超新星が現れた。育成出身左腕のDeNA砂田毅樹投手(19)が5回4安打無失点でプロ初勝利を飾り、チームを今月初のAクラス3位に引き上げた。6月に支配下登録後、初登板した際は、中畑清監督(61)から「ダメもとでいい」と言って送り出されたが、この日は堂々の投球で赤ヘル打線を封じ込めた。球団史上、10代左腕の勝利は88年の野村弘樹以来27年ぶり。チームも2連勝で4カードぶりの勝ち越しを決め、混セを演出する。

 ウイニングボールを砂田が握りしめた。中畑監督に抱擁されながらカメラのストロボを全身で浴びる。「うれしいです。とりあえず、一安心です。もっと早く勝てたかなという思いもあるけど、順調にきていると思います」と初々しく笑った。

 プロ4戦目の先発マウンドで確かな成長曲線を描いた。「1つ1つの試合で得られるものはたくさんあった。今まで1球に泣いてきているので、今日は甘い球が絶対にないようにと意識した」。1回を除いて毎回走者を背負ったが動じない。要所で決め球のスクリューと、横滑りする独特の直球がさえた。5回を投げ、許した4安打は全て単打。3回は失策も絡んで2死一、三塁のピンチを招いたが、シアーホルツを三ゴロに仕留めた。打っても4回に中前に運んでプロ初安打、初打点と自らを援護した。

 剛速球を持たない高卒左腕は自他共に認める「大人の投球術」を生命線にしている。大ベテランで同じ高卒でプロ入りした三浦から6月下旬の遠征で食事に誘われた。「三浦さんからちょっとだけ褒められたのがうれしかったです」とはにかんだ。そんな19歳に対し、三浦は驚きと感心を口にした。

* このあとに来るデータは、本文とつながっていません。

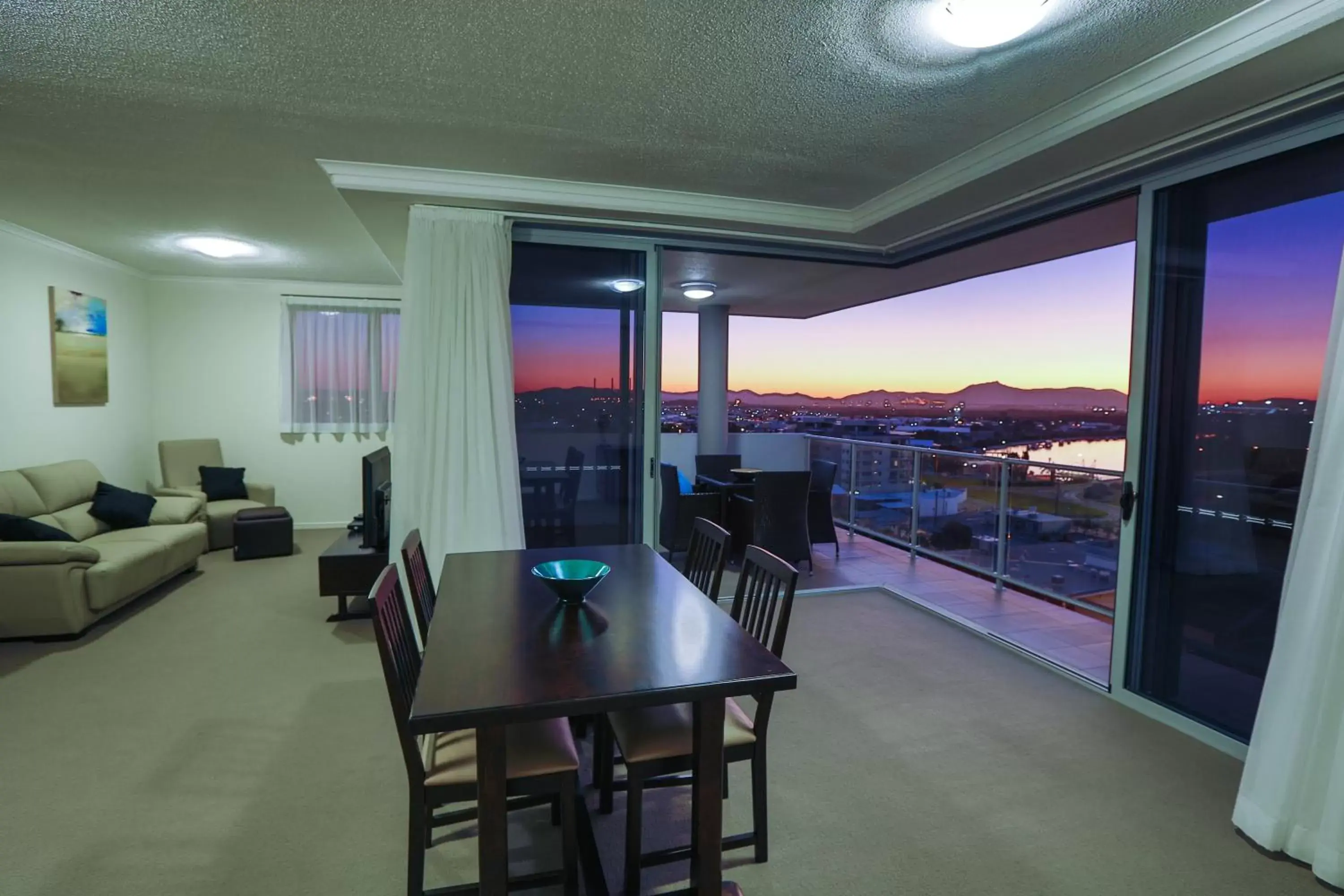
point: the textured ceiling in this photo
(125, 123)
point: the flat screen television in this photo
(378, 493)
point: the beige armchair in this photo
(181, 462)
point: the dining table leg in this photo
(707, 798)
(492, 810)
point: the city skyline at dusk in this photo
(1055, 324)
(1269, 292)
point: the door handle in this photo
(1128, 499)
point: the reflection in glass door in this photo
(1246, 265)
(578, 385)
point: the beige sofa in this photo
(62, 587)
(181, 462)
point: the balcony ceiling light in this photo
(986, 23)
(699, 291)
(218, 246)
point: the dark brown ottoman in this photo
(264, 532)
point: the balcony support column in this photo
(713, 425)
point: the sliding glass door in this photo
(1245, 272)
(578, 377)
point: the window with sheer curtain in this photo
(339, 367)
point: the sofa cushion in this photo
(21, 528)
(64, 485)
(18, 496)
(181, 544)
(121, 508)
(224, 482)
(128, 566)
(77, 521)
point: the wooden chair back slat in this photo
(401, 661)
(764, 599)
(420, 581)
(706, 556)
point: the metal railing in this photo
(1050, 530)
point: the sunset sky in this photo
(1269, 292)
(1061, 323)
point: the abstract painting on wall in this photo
(78, 349)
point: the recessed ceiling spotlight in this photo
(986, 23)
(218, 246)
(699, 291)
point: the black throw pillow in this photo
(224, 482)
(21, 528)
(121, 508)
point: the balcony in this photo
(1023, 552)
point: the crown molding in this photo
(573, 194)
(1135, 164)
(1246, 35)
(50, 242)
(328, 289)
(1264, 27)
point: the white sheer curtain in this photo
(1292, 796)
(455, 468)
(338, 366)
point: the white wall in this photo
(33, 432)
(217, 375)
(761, 450)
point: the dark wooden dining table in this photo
(502, 649)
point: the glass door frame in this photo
(530, 232)
(1140, 460)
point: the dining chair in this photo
(420, 581)
(656, 741)
(541, 757)
(706, 556)
(822, 519)
(717, 466)
(678, 512)
(779, 515)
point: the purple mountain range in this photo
(979, 397)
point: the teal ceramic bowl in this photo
(572, 579)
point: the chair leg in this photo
(633, 828)
(760, 817)
(416, 845)
(569, 833)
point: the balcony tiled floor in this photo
(1073, 640)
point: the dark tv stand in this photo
(347, 570)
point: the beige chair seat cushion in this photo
(663, 732)
(220, 517)
(531, 749)
(134, 560)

 三浦 俺なんて19歳の頃は「おりゃー」って投げてるだけだったから。俺も砂田もめちゃくちゃ速い球を持っているわけではない。あいつは既に、コースを出し入れして勝負しないといけないという、自分のスタイルを知っている。

 この日も最速138キロの直球を軸球に組み立てた。砂田は「三浦さんからも『ここからが大事』という言葉をもらった。自分でもここからが本当の勝負だと思います」と先を見据えた。持ち味の内角を突く強気の投球が評価され、6月に支配下契約を勝ち取った。チームは先発左腕が昨季1勝もできず今季も未勝利だっただけに、期待は大きい。

 次回は中6日で15日の首位巨人との一戦になる。「次はもう初物じゃない。相手も研究してくる中で、どう対応できるか。しっかりと考えて投げたい」と頭を切り替えた。クレバーな左腕が、混セを勝ち抜く戦力に加わった。【為田聡史】

 ▼13年育成ドラフト1位の砂田がプロ初勝利。育成ドラフトで入団した投手の勝利は、5月3日二保(ソフトバンク)以来14人目。DeNAでは11年10月4日国吉、14年6月22日万谷に次いで3人目。砂田は19歳11カ月。DeNAに限らず育成ドラフトで入団した10代投手の白星は初で、国吉の20歳0カ月を抜く史上最年少勝利。

 ▼DeNAで10代の投手が白星を挙げたのは、06年6月29日巨人戦の山口(18歳11カ月)以来9年ぶり。左腕では88年10月2日広島戦の野村(19歳3カ月)以来チーム27年ぶり。